La possibilité de dissociation entre la fonction de président et de directeur général. L’article 215 du Code des sociétés commerciales prévoit, en effet, que les statuts de la société peuvent opter pour la dissociation entre les fonctions de président du conseil d'administration et celles de directeur général de la société.

L’apparente lacune de la loi quant au statut organique du président du conseil d’administration. Quand le législateur traite de la possibilité de la dissociation des fonctions de président et de directeur, il s’intéresse à définir expressément le statut organique du directeur général (art 217 al. 1, 2, et 3) et à la répartition des fonctions entre ce dernier (art 217 al. 4) et le président du conseil d’administration (art 216). Au vu de la teneur de ces deux textes, on peut dire, sans risque d’erreur, que l’ensemble comporte une lacune apparente quand il s’agit de dire quelles sont les règles qui encadrent le statut organique du président du conseil d’administration. Par comparaison du président-directeur général on peut se poser la question s’il peut une personne morale ; s’il doit être choisi parmi les administrateurs et s’il doit au surplus être actionnaire. On peut prolonger le questionnement pour se demander si le président peut recevoir une rémunération pour ses fonctions.

Interprétation de l’article 208 CSC. Toutes ses questions ne reçoivent pas de réponse explicite dans l’article 208. Un effort d’interprétation est nécessaire.

A bien réfléchir, le silence du législateur à propos du statut organique du président du conseil d’administration n’est qu’apparent. En effet, l’article 208 du Code des sociétés commerciales régit tant le cas de cumul des fonctions de président et de directeur général que le cas de scission. En effet, l’article 208 précise que le conseil d’administration choisit parmi ses membres un président. La qualité président-directeur général qui lui est attribuée dans la suite du texte n’est faite que dans la perspective de la solution de principe de cumul des fonctions. Si ce cumul est écarté par une stipulation expresse des statuts, conformément à l’article 211, la personne nommée sera seulement désigné par le vocable président. Dans cette compréhension du texte, la désignation du président non cumulard se fait dans les mêmes règles posées à l’article 208. Ainsi, il doit être membre du conseil d’administration, personne physique et actionnaire. La durée de son mandat est déterminée par le conseil d’administration sans qu’elle dépasse la durée de son mandat d’administrateur ; le président est révocable à tout moment, toute clause contraire est nulle.

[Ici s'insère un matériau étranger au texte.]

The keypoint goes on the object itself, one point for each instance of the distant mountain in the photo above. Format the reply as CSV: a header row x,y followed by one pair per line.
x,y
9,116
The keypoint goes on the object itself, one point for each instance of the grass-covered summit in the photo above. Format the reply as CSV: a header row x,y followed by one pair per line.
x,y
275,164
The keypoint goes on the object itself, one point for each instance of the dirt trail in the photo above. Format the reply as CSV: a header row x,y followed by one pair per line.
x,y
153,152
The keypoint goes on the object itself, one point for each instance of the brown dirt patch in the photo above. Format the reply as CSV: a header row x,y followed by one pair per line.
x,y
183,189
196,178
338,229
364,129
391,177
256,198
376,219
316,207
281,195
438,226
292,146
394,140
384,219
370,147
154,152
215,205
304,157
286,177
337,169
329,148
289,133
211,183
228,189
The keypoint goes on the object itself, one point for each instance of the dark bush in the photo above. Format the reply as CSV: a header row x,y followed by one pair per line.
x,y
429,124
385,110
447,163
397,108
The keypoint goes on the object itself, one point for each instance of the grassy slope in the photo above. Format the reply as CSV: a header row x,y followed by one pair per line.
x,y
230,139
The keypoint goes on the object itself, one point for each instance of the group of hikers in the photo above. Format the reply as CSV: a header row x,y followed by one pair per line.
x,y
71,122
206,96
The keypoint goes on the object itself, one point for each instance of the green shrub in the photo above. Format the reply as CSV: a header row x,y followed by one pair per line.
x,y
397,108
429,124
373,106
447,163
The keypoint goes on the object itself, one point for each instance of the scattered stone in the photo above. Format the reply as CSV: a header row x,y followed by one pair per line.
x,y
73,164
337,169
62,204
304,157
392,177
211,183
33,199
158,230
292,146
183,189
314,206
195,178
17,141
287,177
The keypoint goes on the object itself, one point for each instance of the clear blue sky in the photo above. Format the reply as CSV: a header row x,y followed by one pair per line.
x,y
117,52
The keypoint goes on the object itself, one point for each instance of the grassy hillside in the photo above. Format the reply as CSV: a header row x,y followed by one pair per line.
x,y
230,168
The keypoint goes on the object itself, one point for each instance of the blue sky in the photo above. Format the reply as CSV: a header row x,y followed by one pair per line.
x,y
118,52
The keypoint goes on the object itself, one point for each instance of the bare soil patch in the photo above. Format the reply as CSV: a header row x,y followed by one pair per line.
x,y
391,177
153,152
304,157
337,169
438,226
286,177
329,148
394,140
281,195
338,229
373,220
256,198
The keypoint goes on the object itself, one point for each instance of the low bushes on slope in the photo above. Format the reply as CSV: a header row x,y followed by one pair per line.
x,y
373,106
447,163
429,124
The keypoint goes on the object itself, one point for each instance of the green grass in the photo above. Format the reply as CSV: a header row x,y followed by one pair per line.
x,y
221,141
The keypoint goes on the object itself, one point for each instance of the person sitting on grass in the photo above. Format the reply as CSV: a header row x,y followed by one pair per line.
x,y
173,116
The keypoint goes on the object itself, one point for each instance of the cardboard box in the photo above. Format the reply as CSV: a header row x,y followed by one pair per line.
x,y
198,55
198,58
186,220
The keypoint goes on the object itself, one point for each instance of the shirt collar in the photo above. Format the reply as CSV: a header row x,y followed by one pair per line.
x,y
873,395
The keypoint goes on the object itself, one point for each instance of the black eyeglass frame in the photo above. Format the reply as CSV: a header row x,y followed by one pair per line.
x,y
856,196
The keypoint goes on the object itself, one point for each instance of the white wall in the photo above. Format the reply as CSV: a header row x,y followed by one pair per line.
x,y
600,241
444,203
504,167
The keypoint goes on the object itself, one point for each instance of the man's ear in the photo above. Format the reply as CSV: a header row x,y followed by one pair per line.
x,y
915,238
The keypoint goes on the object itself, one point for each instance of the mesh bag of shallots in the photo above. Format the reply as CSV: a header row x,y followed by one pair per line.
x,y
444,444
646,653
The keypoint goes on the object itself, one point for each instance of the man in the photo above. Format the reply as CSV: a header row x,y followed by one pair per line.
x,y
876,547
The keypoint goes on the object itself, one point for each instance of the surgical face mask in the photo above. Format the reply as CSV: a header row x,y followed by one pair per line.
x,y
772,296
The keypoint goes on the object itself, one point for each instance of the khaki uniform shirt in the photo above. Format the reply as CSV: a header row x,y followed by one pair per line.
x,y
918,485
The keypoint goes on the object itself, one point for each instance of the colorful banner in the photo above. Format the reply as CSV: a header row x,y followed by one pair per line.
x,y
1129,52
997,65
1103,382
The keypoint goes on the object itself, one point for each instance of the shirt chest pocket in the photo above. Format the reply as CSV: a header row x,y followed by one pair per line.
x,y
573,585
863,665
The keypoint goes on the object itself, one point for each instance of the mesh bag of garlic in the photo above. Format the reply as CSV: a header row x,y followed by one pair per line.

Si nous admettons que le statut organique du président du conseil d’administration trouve assise légale dans l’article 208, nous devons également admettre que l’allocation d’une rémunération se fait dans les mêmes conditions.

La rémunération du président a une cause spécifique. Le droit à la rémunération du président, en vertu d’une décision du conseil d’administration, a une cause juridique : la fonction qu’il exerce au sein du conseil d’administration est bien distincte de celle qu’il exerce en sa qualité d’administrateur. En convoquant le conseil d’administrateur, en préparant l’ordre du jour de la réunion et en assurant le suivi des décisions du conseil d’administration, le président effectue un travail permanent en dehors des réunions du conseil d’administration ; il ne s’agit pas simplement d’accomplir des tâches formelles et matérielles. Son travail est de nature intellectuelle avant et après les réunions du conseil d’administration. Sa fonction exige de lui qu’il soit en contact rapproché à la fois avec la direction générale, sans immixtion dans la gestion, et avec les administrateurs pour leur fournir l’information dont ils auraient besoins. Il est ainsi collecteur et pourvoyeur d’informations sur la marche de la société. L’information est donnée aux administrateurs soit sur initiative propre du président, soit à leur demande.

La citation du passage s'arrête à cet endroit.